PEFF - PSI Extended Fasta Format

The PSI Extended Fasta Format (PEFF) is a proposed unified format for protein and nucleotide sequence databases to be used by sequence search engines and other associated tools (spectra library search tools, sequence alignment software, data repositories, etc). This format enables consistent extraction, display and processing of information such as protein/nucleotide sequence database entry identifier, description, taxonomy, etc. across software platforms. It also allows the representation of structural annotations such as post-translational modifications, mutations and other processing events.

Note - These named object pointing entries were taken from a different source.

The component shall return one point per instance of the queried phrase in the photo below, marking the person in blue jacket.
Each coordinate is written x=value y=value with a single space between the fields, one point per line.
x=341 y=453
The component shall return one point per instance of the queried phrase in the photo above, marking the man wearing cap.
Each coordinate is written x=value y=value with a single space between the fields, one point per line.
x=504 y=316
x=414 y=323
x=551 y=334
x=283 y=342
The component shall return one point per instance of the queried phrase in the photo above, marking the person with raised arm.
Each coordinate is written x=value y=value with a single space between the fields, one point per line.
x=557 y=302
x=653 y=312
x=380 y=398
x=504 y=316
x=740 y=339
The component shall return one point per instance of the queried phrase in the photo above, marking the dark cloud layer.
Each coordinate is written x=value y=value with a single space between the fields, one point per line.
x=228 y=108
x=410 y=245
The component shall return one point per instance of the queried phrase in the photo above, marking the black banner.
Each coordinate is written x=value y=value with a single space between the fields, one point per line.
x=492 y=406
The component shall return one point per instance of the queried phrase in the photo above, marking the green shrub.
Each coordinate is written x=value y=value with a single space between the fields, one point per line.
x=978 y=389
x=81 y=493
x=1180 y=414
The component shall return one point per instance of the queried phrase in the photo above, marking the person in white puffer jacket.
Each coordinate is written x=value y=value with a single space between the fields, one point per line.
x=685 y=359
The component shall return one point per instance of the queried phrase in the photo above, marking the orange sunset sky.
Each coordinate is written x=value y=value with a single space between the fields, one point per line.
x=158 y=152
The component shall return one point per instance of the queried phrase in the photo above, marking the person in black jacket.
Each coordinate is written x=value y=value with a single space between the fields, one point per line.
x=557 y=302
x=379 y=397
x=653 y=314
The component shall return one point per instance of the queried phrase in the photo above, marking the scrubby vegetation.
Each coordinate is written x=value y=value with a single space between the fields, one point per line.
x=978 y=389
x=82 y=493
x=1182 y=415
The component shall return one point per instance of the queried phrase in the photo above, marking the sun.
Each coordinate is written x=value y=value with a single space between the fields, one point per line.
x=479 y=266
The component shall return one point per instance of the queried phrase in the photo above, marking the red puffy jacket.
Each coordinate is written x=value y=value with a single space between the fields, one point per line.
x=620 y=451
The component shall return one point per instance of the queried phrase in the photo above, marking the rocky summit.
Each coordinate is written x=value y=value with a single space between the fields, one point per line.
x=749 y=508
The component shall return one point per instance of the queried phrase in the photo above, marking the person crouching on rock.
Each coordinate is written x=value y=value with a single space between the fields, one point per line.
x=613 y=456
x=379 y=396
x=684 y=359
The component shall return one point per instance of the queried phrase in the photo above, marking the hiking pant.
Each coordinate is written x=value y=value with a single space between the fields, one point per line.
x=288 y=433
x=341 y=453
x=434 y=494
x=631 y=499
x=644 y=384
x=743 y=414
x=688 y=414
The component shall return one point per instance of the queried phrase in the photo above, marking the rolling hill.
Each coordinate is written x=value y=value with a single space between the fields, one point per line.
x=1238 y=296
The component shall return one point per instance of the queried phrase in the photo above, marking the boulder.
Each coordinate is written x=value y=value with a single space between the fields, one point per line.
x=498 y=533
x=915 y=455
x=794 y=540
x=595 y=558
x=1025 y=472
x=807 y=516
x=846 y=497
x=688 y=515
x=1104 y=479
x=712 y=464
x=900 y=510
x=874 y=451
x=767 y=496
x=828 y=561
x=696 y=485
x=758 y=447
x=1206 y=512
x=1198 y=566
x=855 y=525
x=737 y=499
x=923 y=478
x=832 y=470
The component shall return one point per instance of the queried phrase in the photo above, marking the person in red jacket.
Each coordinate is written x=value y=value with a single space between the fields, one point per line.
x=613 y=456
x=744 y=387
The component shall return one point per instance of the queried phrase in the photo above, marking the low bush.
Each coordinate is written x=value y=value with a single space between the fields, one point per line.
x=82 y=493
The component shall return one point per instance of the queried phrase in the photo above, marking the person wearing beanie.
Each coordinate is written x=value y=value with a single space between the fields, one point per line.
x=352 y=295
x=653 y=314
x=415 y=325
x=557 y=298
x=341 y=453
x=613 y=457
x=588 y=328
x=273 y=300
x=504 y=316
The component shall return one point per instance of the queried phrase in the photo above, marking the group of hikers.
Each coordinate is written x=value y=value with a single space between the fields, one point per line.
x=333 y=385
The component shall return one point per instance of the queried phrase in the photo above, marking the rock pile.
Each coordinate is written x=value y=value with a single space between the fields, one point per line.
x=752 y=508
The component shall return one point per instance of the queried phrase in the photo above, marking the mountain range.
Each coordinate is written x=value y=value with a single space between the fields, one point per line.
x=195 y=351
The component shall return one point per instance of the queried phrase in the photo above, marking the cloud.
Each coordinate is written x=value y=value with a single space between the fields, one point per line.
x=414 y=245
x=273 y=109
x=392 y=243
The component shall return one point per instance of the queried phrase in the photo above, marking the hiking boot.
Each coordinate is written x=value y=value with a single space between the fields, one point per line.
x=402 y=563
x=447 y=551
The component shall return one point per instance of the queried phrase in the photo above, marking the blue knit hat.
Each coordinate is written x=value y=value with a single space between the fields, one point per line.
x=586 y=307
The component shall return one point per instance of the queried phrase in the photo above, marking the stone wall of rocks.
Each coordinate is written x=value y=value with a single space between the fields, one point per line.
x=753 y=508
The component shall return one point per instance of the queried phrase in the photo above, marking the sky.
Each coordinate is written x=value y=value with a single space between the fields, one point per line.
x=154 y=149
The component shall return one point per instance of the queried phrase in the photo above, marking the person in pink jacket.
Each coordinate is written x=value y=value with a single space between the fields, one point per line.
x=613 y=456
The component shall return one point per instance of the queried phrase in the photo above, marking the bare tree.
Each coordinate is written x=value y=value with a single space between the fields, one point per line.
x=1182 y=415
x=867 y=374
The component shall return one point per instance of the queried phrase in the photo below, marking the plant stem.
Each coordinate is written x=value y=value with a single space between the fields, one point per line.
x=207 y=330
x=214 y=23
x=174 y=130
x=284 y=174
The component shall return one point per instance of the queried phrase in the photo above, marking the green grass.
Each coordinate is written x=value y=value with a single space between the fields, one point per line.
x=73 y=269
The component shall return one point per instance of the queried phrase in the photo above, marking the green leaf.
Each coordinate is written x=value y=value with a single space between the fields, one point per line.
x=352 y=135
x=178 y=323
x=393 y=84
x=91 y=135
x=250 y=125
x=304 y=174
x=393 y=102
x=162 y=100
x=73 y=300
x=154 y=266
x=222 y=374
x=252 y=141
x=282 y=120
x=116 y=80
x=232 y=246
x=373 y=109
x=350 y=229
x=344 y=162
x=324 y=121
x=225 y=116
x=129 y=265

The proposed format has the form of a plain text file that extends the formalism of the individual sequence entries as presented in the FASTA format and that includes a header of meta data to describe relevant information about the database(s) from which the sequences have been obtained (i.e., name, version, etc). The format is named PEFF (PSI Extended FASTA Format). Sequence database providers are encouraged to generate this format as part of their release policy or to provide appropriate converters that can be incorporated into processing tools. 

(updated 2018-12-11)

The specification has been reviewed by the steering group. Comments from the steering group and minor issues identified at the Heidelberg workshop are currently being addressed. The next draft of the PEFF specification will re-enter the PSI Document Process for formal review shortly.

Available Materials

- Main GitHub page with most relevant materials:

Current and earlier specification documents

Online PEFF Validator - Upload a prospective PEFF file and see validation status

- Downloadable Perl PEFF Validator - Validate PEFF files locally with this Perl library


Current Implementations

- neXtProt is exporting PEFF

- EBI's Proteins REST API /variation endpoint can output PEFF format

- Proteoformer determines RIBO-seq derived proteoforms and can write its output in PEFF

- Comet can read PEFF as input database format

- ProteinPilot can readPEFF as input database format

- Proteomics::PEFF Perl library. Follow the Windows tutorial or the Linux tutorial

- Compomics has a PEFF viewer


TO DO Items:

  - Resubmit the specification to the document process

 - Review, edit, and submit the manuscript

 - Promote additional implementations

 - Assess what happens/should happen with duplicate keys (e.g. two \VariantSimple in the same record). Is that a validation error? or just concatenate?